Söz sırası Konya’ya gelmiştir. Konya, cümle cümle dökülür yazarın kaleminden:
“ Konya, bozkırın tam çocuğudur. Onun gibi kendini gizleyen esrarlı bir güzelliği vardır. Bozkır kendine bir serp çeşnisi vermekten hoşlanır. Konya’ya hangi yoldan girerseniz girin sizi bir serap vehmi karşılar. Çok arızalı bir arazinin arasından ufka daima bir ışık oyunu, bir rüya gibi takılır. Serin gölgeleri ve çeşmeleri susuzluğumuza uzaktan gülen bu rüya, yolun her dirseğinde siline kaybola büyür, genişler ve sonunda kendinizi Selçuk sultanlarının şehrinde bulursunuz…”
Ardından Bursa gelir. “Bursa’da Zaman” bir hoş zamandır. Kitaptan birkaç cümleyi okuyalım:
“Bursa’ya birkaç defa gittim ve her defasında kendimi daha ilk adımda bir efsaneye çok benzeyen bu tarihin içinde buldum. Zaman mefhumunu âdeta kaybettim ve daima, bu şehre ilk defa gider ve onu yeni baştan bir Türk şehri olarak kuran dedelerimizin yaşayışlarındaki halis tarafa hayran oldum”

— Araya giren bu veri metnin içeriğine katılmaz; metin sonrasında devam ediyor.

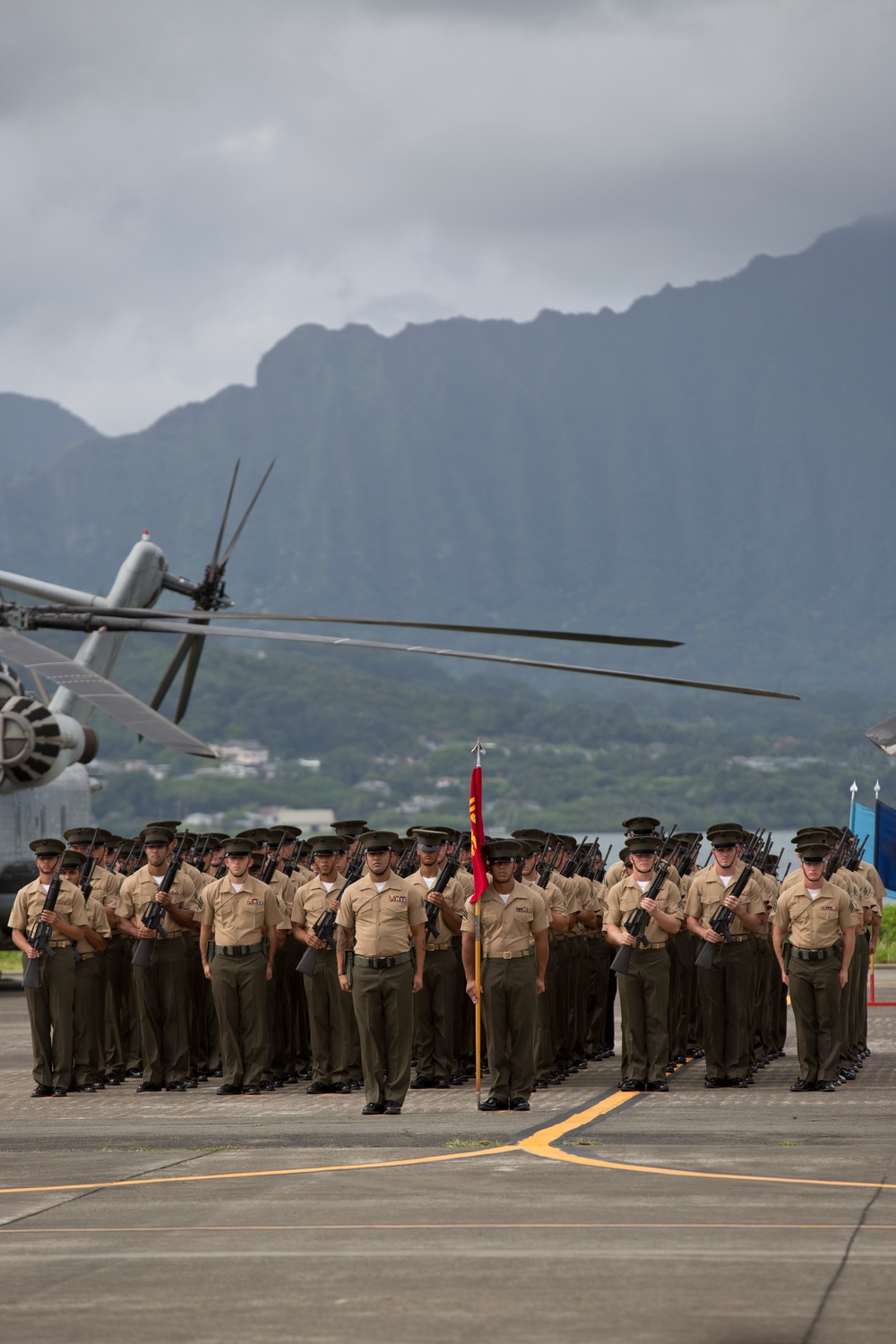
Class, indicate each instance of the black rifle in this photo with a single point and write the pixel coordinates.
(638, 919)
(546, 866)
(689, 857)
(86, 878)
(836, 857)
(39, 938)
(155, 913)
(573, 862)
(449, 868)
(586, 862)
(602, 871)
(405, 866)
(855, 862)
(269, 867)
(724, 917)
(325, 925)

“Onun “ Bursa’da Zaman” adlı şiiri de şöyledir:
Bursa’da eski bir cami avlusu,
Küçük şadırvanda şakırdayan su,
Orhan zamanında kalma bir duvar,
Onunla bir yaşta ihtiyar çınar
Eliyor dört yana sakin bir günü.
Bir rüyada arta kalmasının hüznü
İçinde gülüyor bana derinden,
Sanki bir hatıra serinliğinden
Ovanın yeşili, göğün mavisi,
Ve mimarilerin en ilâhisi…
Bir zafer müjdesi burda her isim,
Yekpare bir anda gün, saat, mevsim
Yaşıyor sihrini geçmiş zamanın,
Hâlâ bu taşlarda gülen rüyanın,
Güvercin başlıklı sessizlik bile
Çınlıyor bu eski zaman vehmiyle…
Gümüşlü bir fecrin zafer aynası,
Muradiye, sabrın acı meyvası,
Ömrünün timsali beyaz Nilüfer,
Türbeler, camiler eski bahçeler.
Şanlı menkıbesi binlerce erin,
Sesi arşa çıkan hengâmelerin
Nakleder yâdını gelip geçene…
Bu hayalde uyur Bursa her gece;
Her sabah onunla uyanır, güller
Gümüş aydınlıkta serviler güler
Seri hülyasıyla çeşmelerinin.
Başındayım sanki bir mucizenin
Su sesi ve kanat şıkırtısından
Billûr bir âvize Bursa’da zaman.
Yeşil türbesini gezdik dün akşam,
Duyduk bir musiki gibi zamandan
Çinilerde sinmiş Kur’ân sesini
Fetih günlerinin sâf neşesini
Aydınlanmış buldum tebessümünle.
İsterdim bir eski yerde seninle
Başbaşa uyumak son uykumuzu.
Bu hayal içinde… ve ufkumuzu
Çepçevre kaplasın bu ziya, bu renk;
Havayı dolduran uhrevî ahenk.
Bir ilâh uykusu olur elbette
Ölüm bu tılsımlı edebiyette;
Belki de rüyası eski cedlerin
Beyaz bahçesinde su seslerinin
Kitabın sonuna doğru geliyoruz. Son söz İstanbul’undur. İstanbul’dan kısa bir pasaj okuyalım:
“İstanbul, ya hiç sevilmez; yahut çok sevilmiş bir kadın gibi sevilir, yani her hâline, her hususiyetine ayrı bir dikkatle çıldırarak sevilir. Bu güzelliklerde peyzajın kendisinden sonra, yahut onunla beraber en büyük pay, şüphesiz mimarînindir. Bu üste üste hayal mevsimleri hep onun beyaz çiçeği etrafında, bu sessiz orkestranın nağmelerini biraz daha derinleştirmek, daha renkli, daha içten yapmak için açarlar. Lodos poyrazla, akşam sabahla, mevsimler birbiriyle âdeta bunun için yarış ederler…”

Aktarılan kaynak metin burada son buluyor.